Robin Hood Review


It’s OK. I much prefer the early-80s Robin of Sherwood, though.

This one is an odd mix of Family Entertainment (Robin is non-violent, and refuses to kill), Comedy (the Sheriff is a wonderful scene-chewer), Anti-War-On-Terror Commentary (Examples: “It’s not our Holy War, it’s Pope Gregory’s” and “The Sheriff can declare outlaws to be Enemies of War, and execute them without trial.”) and Firefly-esque snappy-dialog ensemble piece (Robin’s manservant, Much, is pretty much Wash — same physical type, same line delivery style, and wearing the 12-century equivalent of a loud Hawaiian shirt.).

All of this, in 45-minute episodes. In my opinion, its trying to be too much.

I’ll probably grab the other ones to watch, just for the hell of it….but “Meh.”

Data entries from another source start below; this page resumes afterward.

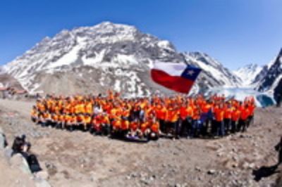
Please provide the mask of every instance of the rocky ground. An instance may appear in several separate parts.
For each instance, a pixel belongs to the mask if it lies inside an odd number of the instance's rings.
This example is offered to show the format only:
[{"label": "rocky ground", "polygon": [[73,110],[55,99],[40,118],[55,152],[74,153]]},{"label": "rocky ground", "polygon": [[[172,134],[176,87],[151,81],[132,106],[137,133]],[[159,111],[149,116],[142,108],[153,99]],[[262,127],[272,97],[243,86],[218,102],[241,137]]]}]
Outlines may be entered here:
[{"label": "rocky ground", "polygon": [[10,146],[16,135],[26,134],[52,186],[275,186],[281,174],[257,181],[253,175],[269,175],[276,162],[281,108],[258,108],[244,134],[135,143],[42,128],[30,120],[32,104],[1,100],[0,127]]}]

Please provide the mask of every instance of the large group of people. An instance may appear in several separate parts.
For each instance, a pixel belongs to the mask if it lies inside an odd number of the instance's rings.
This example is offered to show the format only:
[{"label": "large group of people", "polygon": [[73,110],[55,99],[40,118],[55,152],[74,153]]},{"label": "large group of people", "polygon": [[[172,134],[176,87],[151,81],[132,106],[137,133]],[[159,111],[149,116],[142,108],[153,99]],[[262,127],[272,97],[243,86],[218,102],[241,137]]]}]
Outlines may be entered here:
[{"label": "large group of people", "polygon": [[245,131],[253,121],[255,110],[252,97],[244,101],[217,95],[124,98],[109,91],[104,96],[47,96],[37,101],[31,117],[43,127],[157,140],[162,136],[219,137]]}]

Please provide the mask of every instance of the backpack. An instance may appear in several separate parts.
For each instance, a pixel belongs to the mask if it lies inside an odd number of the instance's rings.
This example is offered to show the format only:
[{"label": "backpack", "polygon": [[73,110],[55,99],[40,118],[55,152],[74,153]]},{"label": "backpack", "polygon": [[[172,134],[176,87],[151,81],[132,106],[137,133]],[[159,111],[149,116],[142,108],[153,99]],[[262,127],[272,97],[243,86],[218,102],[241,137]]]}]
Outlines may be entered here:
[{"label": "backpack", "polygon": [[37,172],[42,170],[38,160],[35,155],[29,155],[27,160],[32,173]]}]

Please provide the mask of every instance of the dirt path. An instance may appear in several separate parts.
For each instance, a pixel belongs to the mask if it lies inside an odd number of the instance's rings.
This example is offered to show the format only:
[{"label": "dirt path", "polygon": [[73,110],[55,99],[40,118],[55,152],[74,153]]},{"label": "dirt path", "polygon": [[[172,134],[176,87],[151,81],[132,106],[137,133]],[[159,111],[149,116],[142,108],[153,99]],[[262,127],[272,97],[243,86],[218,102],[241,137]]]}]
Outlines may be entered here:
[{"label": "dirt path", "polygon": [[265,186],[252,170],[276,162],[282,111],[259,109],[245,134],[221,139],[133,143],[32,123],[30,102],[0,101],[0,125],[11,142],[25,133],[54,186]]}]

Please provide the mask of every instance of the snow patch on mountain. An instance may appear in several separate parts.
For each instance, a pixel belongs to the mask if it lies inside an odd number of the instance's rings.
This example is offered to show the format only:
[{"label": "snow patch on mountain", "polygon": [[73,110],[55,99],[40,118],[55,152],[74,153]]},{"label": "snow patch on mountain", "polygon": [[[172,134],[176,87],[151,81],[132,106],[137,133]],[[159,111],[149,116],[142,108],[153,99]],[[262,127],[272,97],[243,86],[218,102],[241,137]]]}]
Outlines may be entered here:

6 Replies to “Robin Hood Review”

  1. I consider it hokey fun, having watched the first two episodes. It’s certainly not trying to be anything more than family-based action adventure, and that’s a good thing, and I see where you could interpret the Anti-WOT (although I think if we try to overthink too many shows we can see that in many of them). Wash is certainly much funnier and subtle than Much (who tends to be annoying and overact a lot).

  2. Oh come on… The second episode has the Sherrif painting Robin as a terrorist with the following (with only a very slight para-phrase);

    “In the holy land there are camps where our young men are indoctrinated into ways and means of disrupting life back home. they are then released to return and cause havoc.”

    That one pretty wore its heart on the sleeve.

  3. I’ve seen that sort of stuff written into TV shows, books and other media content long before we had the War On Terror – it’s a staple of much speculative fiction. A terrorist is the flipside of coin that also includes a patriot.

    Just because a message might exist in a show doesn’t mean it’s there to promote a message of pro-something or anti-something else. Look to Battlestar Galactica, which in this season, includes a LOT more material that could be considered Anti-WOT and yet isn’t speficially addressing that. Even in the podcasts, it was explained that although parallels can be drawn to the current war in Iraq, much of what is referenced in BSG is built on older battles and wars, such as WWII and the Civil War. Robin Hood is the same in that it seems topical, but is really drawning on stuff that’s been around again and again and again. Or as Number Six in BSG says “We’ve all been here before and we’ll all be here again.”

  4. I’m very much in two minds about this: a lot of my time is spent howling “why the fuck are they using eastern martial arts, fighting with longswords like they’re Katana, making references to ticking clocks, and little john is maybe two inches taller than the next tallest merrie man, what the FECK is Gisburne wearing…”

    And then the other part of my mind is saying “Let it go, it’s Robin Hood the Legendary Journeys. Maid Xena and her merry men.”